REI funding to this project will help in overcoming these obstacles by providing re-settlement kits to 200 families living in the Morungatuny Camp and follow-up support over two years. Each resettlement kit costs $US 100.00 and contains 13 items, including kitchen items, tools, seeds and water sanitizers.  These kits will allow people to leave the Camp and to return home for the first time in 25 years.  Families will then be able to begin rebuilding their lives, re-establish their businesses and settle to life in their communities again.

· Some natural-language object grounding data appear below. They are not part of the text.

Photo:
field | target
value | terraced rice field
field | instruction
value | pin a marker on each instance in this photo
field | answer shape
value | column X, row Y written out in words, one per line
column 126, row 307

The project is administered by the M-PROJ Uganda Limited, that has been working in the IDP camps for some years and successfully implemented various programs, notably Medical outreach clinics, the supply of scholastic materials to children at Opot and Morungatuny primary schools, peace building interventions between the IDPs and neighbouring communities and the training of health workers working with the IDP populations.


The resettlement kits provided by M Proj Uganda enabled 200 families to more easily return to daily life. The kits provided allowed families to clear land and plant crops. Crops were shared with neighbors and a total of 300 families are now able to have 2 meals a day. The waterguards enabled access to clean water that reduced the incidence of malaria, diarrheal diseases and worm infestations. The access to clean water has also improved school attendance rates due to improved health in the children.

This project also helped to develop community participation and leadership, human rights, public health and women and education within the returnee community. This was accomplished by 2 group training sessions. As a result of these training sessions disputes over land are publicly mediated and resolved, people meet together to address and prevent human rights violations, women fully participate in community decision making, small businesses receive support from micro-finance, child-headed households are supported and the number of men without employ has reduced.

Case Study

Elizabeth is a beneficiary of the resettlement program in North Eastern Uganda. She is especially thankful for the seeds and knowledge that she received. Her neighbor did not have a good harvest so she gave them some of her own crop. Even after giving some of her food, Elizabeth’s health has improved and she is able to eat two meals a day. With her communities increased knowledge on human rights they are putting pressure on their local government for support.